Study compares school shootings in the 21st century to the last: What’s changed?
As the reverberations of the Parkland school shooting continue, many are wondering if any advances in gun legislation will be made. As debates are waged over the significance of gun sales and mental illness, a new study, published in Journal of Child and Family Studies, examines the differences between school shootings in the previous century and the current one.
Lead author Antonis Katsiyannis, a distinguished professor at Clemson University, believes that school violence is an epidemic that must be addressed. While some believe the Parkland incident, the deadliest school shooting in American history, is an isolated occurrence, Katsiyannis and team show otherwise.
On the anniversary of the Columbine shooting, thousands of New York teenagers walk out of school to attend a gun control rally and call for sweeping reforms in national gun laws, on April 20, 2018 in Washington Square Park in New York City. (Photo by Andrew Lichtenstein/Corbis via Getty Images)
Beyond the emotional headlines, gun-related violence in the United States has become a serious financial burden, with a $174 billion price tag. Although only deadly incidents like Parkland generally make national headlines, in 2014, students age 12-18 experienced over 841,000 nonfatal school victimizations, with another 545,000 incidents occurring outside of school. During 2013-14, 65 percent of public schools documented at least one victimization incident, totaling 757,000 crimes. The following year, six percent of students reported being threatened with a weapon. The study reports:
In addition, 5.6% of students reported missing school one or more days because they felt unsafe and 4.1% reported carrying a weapon during the previous 30 days. Though violent deaths at school are rare, 53 school-associated violent deaths occurred from July 1, 2012 to June 30, 2013.
Though the dominant number of incidences of bullying, violence, and threats occurred without a weapon, the paper notes that gun access is the “best predictor of gun deaths.” And despite recent calls to arm teachers following the Parkland shooting, the paper makes it clear there is no indication that armed guards or citizens reduce the number of deaths or injuries.
Not that all is lost. As the team writes, the federal ban on assault weapons and large capacity ammunition magazines, which expired in 2004, resulted in a decline in gun violence. After the ban expired, sales of arms with large capacity magazines surged from 10 percent to 34 percent of total weapons. Likewise, the Gun-Free School Zones Act of 1990, which imposed criminal penalties for possession or discharge of firearms, curbed gun violence in schools.
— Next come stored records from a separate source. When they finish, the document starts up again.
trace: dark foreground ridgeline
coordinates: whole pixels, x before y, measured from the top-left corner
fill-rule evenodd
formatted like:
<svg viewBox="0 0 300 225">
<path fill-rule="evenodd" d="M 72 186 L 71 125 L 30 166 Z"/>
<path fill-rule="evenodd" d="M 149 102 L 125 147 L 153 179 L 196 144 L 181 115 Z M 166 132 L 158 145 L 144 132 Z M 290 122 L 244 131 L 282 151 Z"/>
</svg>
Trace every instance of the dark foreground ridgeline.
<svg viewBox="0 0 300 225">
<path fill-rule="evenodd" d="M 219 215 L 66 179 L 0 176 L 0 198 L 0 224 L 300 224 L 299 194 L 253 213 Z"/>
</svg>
Given the high number of school shootings, a post-Columbine study by the U.S. Department of Education identified key factors in school gun violence, concluding that such incidents are not “sudden or impulsive”; others knew an attack was imminent; most attackers do not threaten ahead of the incident, though they do exhibit troubling patterns of behavior; most attackers felt bullied and were coping with personal losses or failures; and the attackers have access to guns. Despite a hope on the reliance of profiling, the study found that there is “no accurate or useful profile of the attackers.”
For purposes of this paper, the authors set their own standards for mass school shootings, as the FBI currently has no definition. (A mass murder means four or more people were killed during one incident.) Focusing on grades K-12, and excluding gang violence and university incidents, they write:
We define mass school shooting as a situation in which one or more people intentionally plan and execute the killing or injury of four or more people, not including themselves, using one or more guns, with the killings or injuries taking place on school grounds during the school day or during a school-sponsored event on school grounds.
The first documented shooting fitting these criteria occurred in 1940; the data run until Parkland in 2018. There were no such shootings throughout the fifties and sixties, until the second shooting in 1979. The nineties represented the peak, though our current era, the 2010s, represents the highest number of deaths due to such shootings.
This led the authors to conclude that “mass school shootings present an epidemic that must be addressed.” In 2016, the CDC declared firearm violence a public health crisis. The data confirm this on school grounds: in the 18 years of this century, we’ve already experienced more gun deaths from mass school shootings than during the entirety of the last century (going by the criteria set above).
Katsiyannis calls for a change in public policy and the law. This includes a removal of the current restrictions on firearms violence research, more funding to better understand the impact of school shootings, supporting organizations that conduct such research, and strengthening President Obama’s executive orders addressing school safety after Newtown. The authors conclude by writing:
Deliberate and sensible policy and legislative actions, such as expanded background checks and a ban on assault weapons, along with expanded support to address mental health issues among adolescent students and adults and other related preventative measures will likely reduce the occurrence of such events in the future.